In dishes such as shrimp pupusa with corn cake, manchego, butternut slaw, smoked tomato sauce and avocado pesto, and chorizo eggroll with mango tequila sauce, hibiscus relish and lime crema, there are creative hints of Latin fusion, reminiscent of Paquette's stint at The Local Taco in Brentwood.

Longtime right-hand man Kenji Nakagawa helped Paquette build an Asian-influenced repertoire of dishes such as Chinese braised pork belly with smoked tofu, leeks, peanuts and raisins; Japanese pork pasta with sweet potato noodles; seared tuna salad with eggplant and smoked tofu; and a Wagyu Reuben hot dog that elevates a slice of Americana with premium Japanese-style beef, Brussels sprout slaw and sweet-pickle aioli.

But while the flavors — from pesto to ponzu — dart all over the map, they inevitably circle back through a gleaming open kitchen where Chef Deb wrangles the diversity into beautiful combinations balanced in color, flavor, texture and temperature.

Among the most arresting plates that arrived on our table was the understated octopus-and-shrimp bruschetta. If we had preconceptions of jawbreaking toast with muscular hunks of mollusks and shellfish, they were shattered by a fluffy mattress of lightly grilled bread cradling a pink medley of seafood tossed with arugula, fennel, roasted tomato, manchego, capers and bacon. The centerpiece proteins had been prepared sous-vide, resulting in a texture akin to warm cheese and rebooting our understanding of what octopus should feel like.

With many items appearing on daytime and dinner menus — and common flavors and preparations running through night and day — Etch offers a welcome opportunity to explore Paquette's cuisine at lunch — and at lunch prices. The sandwich menu — with prices starting at $10 for a burger with cheddar, crispy chicken skin and pickled daikon — underpromises and overdelivers, with combinations such as Bacon & Egg (house-cured lamb bacon, sliced tomatoes and pea pesto on rosemary bread, topped with a fried egg) and Duck Press (confit duck with andouille sausage, gruyere and cassoulet hummus.) For $15, it would be hard to find a more splendid meal than the cobia sandwich, though we would argue that the buttery Caribbean-spiced fish and mango salsa, plated with tamarind hot sauce, tangerine butter and warm cranberries (all on an elephant ear of fried donut bread) was far too sophisticated to fit under the self-deprecating rubric of "sammies." Then again, Paquette is not one to take herself too seriously.

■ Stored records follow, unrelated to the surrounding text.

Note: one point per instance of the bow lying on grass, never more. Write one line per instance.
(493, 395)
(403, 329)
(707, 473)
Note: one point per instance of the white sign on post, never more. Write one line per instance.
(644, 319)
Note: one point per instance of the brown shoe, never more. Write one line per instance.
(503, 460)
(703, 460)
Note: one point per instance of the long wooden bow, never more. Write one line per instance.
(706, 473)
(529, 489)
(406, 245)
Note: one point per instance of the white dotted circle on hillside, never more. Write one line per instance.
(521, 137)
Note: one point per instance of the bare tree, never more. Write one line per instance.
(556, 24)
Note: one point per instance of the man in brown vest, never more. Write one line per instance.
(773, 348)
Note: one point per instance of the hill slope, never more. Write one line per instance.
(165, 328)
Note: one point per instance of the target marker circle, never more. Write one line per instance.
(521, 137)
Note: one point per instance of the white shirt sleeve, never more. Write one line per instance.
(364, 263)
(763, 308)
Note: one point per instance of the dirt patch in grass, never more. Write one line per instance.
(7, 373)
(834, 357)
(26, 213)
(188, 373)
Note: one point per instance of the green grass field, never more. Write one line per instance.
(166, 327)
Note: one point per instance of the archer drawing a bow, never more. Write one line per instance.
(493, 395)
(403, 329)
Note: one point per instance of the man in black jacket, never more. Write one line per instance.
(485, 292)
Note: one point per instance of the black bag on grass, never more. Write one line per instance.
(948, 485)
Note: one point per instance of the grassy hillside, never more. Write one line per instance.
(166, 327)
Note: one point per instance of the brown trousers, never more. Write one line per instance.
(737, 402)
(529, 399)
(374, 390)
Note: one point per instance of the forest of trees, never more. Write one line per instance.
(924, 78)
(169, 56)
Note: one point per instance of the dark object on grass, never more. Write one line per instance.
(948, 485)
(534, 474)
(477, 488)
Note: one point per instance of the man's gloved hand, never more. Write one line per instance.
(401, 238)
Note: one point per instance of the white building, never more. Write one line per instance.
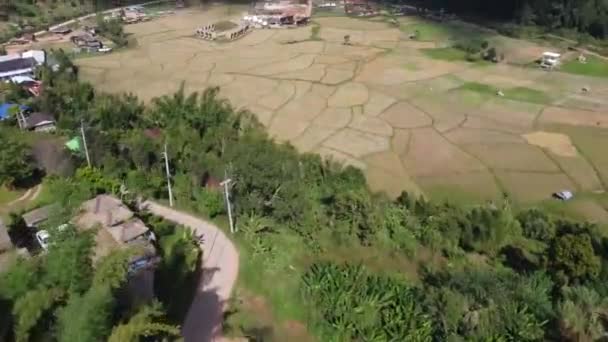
(550, 60)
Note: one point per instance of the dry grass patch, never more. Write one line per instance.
(556, 143)
(356, 143)
(580, 171)
(404, 115)
(465, 136)
(474, 187)
(349, 94)
(558, 115)
(532, 186)
(386, 173)
(591, 143)
(431, 154)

She does, however, take vegetables seriously. At Etch, Paquette gives seasonal crops from local Green Door Gourmet their due, with dishes such as quinoa salad and ratatouille crudo, which are so rich and layered in flavor you might not notice the absence of meat. (You can add chicken or shrimp for $4.) Made with shaved squash, carrot and fennel, the ratatouille is a cold deconstruction of the French classic, yet the velvety texture of the garlic-red-bell-pepper sauce is so soothing it gives the effect of eating something warm and comforting.

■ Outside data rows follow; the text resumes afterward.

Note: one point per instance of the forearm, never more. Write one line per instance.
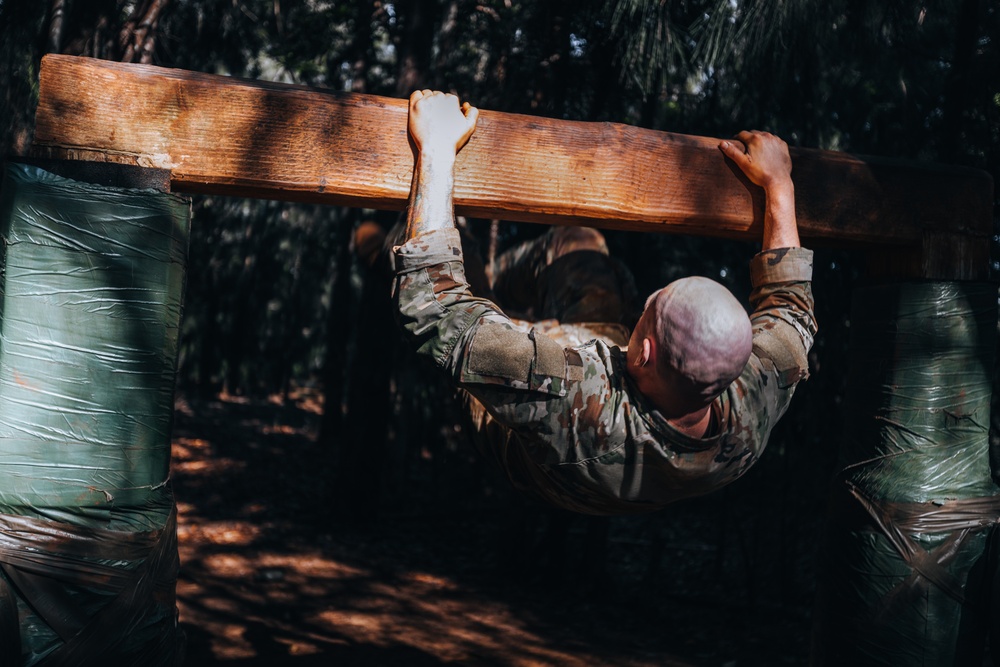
(431, 203)
(780, 227)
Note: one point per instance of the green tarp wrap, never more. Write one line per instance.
(92, 288)
(910, 555)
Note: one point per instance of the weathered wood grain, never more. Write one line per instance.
(251, 138)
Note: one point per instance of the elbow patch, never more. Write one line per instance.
(785, 353)
(503, 356)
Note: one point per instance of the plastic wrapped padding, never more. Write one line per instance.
(910, 556)
(92, 289)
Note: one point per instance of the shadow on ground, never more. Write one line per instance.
(271, 576)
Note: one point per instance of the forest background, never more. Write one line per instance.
(281, 301)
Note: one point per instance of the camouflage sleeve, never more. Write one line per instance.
(784, 323)
(467, 336)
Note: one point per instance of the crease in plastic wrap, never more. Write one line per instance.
(90, 306)
(911, 549)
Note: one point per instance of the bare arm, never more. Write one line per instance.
(439, 128)
(765, 161)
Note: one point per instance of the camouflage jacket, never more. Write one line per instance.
(566, 423)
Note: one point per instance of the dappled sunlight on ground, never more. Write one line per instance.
(267, 579)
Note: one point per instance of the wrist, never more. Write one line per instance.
(439, 155)
(779, 188)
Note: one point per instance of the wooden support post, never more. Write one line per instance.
(249, 138)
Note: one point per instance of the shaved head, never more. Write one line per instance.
(702, 333)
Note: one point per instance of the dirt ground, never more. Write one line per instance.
(269, 577)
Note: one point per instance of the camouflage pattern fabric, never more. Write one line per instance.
(564, 420)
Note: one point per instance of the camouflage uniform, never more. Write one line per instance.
(564, 420)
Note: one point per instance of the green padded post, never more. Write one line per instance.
(90, 307)
(907, 563)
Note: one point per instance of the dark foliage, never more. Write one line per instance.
(278, 299)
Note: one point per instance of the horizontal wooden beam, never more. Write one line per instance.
(223, 135)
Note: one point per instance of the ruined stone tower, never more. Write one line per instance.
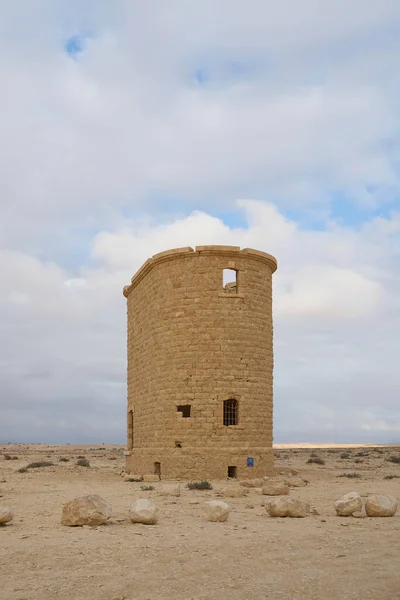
(200, 364)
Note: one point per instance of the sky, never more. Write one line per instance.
(128, 128)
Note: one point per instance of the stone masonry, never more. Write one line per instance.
(200, 364)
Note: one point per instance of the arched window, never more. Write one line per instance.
(231, 412)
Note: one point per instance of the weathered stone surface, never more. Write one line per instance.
(287, 507)
(175, 293)
(6, 515)
(380, 505)
(216, 510)
(171, 489)
(85, 510)
(149, 478)
(144, 511)
(274, 488)
(348, 504)
(295, 482)
(233, 492)
(252, 483)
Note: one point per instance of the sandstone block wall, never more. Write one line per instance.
(193, 343)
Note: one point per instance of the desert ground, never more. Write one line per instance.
(250, 557)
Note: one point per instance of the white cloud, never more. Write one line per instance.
(120, 153)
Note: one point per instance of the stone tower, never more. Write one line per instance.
(200, 364)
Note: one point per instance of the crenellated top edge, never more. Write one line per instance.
(177, 253)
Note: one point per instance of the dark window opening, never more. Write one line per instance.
(231, 412)
(130, 430)
(232, 472)
(185, 410)
(230, 281)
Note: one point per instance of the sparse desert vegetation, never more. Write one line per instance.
(113, 561)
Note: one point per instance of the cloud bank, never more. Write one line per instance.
(128, 130)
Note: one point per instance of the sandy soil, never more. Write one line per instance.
(250, 557)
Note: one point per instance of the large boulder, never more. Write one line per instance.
(216, 510)
(170, 489)
(233, 492)
(144, 511)
(348, 504)
(274, 488)
(85, 510)
(380, 505)
(287, 507)
(6, 515)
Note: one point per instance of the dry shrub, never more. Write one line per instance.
(317, 460)
(199, 485)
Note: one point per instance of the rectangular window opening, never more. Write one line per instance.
(185, 410)
(230, 281)
(232, 472)
(231, 412)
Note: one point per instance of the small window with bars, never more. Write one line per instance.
(231, 412)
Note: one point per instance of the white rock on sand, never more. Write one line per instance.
(144, 511)
(216, 510)
(295, 482)
(86, 510)
(287, 507)
(348, 504)
(233, 492)
(252, 482)
(380, 505)
(274, 488)
(6, 515)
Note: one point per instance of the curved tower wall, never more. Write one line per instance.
(192, 344)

The same could be said of Megan Williams' decadent desserts. The Provence and Capitol Grille alumna prepares a roster of cool indulgences — fluffy mousse, silken panna cotta and crystalline sorbet. But the notes of chocolate, caramel, almond, plum, pear, raspberry, hibiscus, lemongrass, peach, white chocolate and chai that swirl in and out of the various dessert selections leave a taste memory that is undeniably sultry.

The level of creativity and execution at Etch will come as no surprise to Paquette's fans, who are used to seeing her leave her mark on Nashville's dining scene. Meanwhile, for out-of-town visitors venturing outside the convention center, Etch will make an excellent and lasting impression.

Etch serves lunch and dinner Monday through Friday and dinner Saturday. Valet parking is available.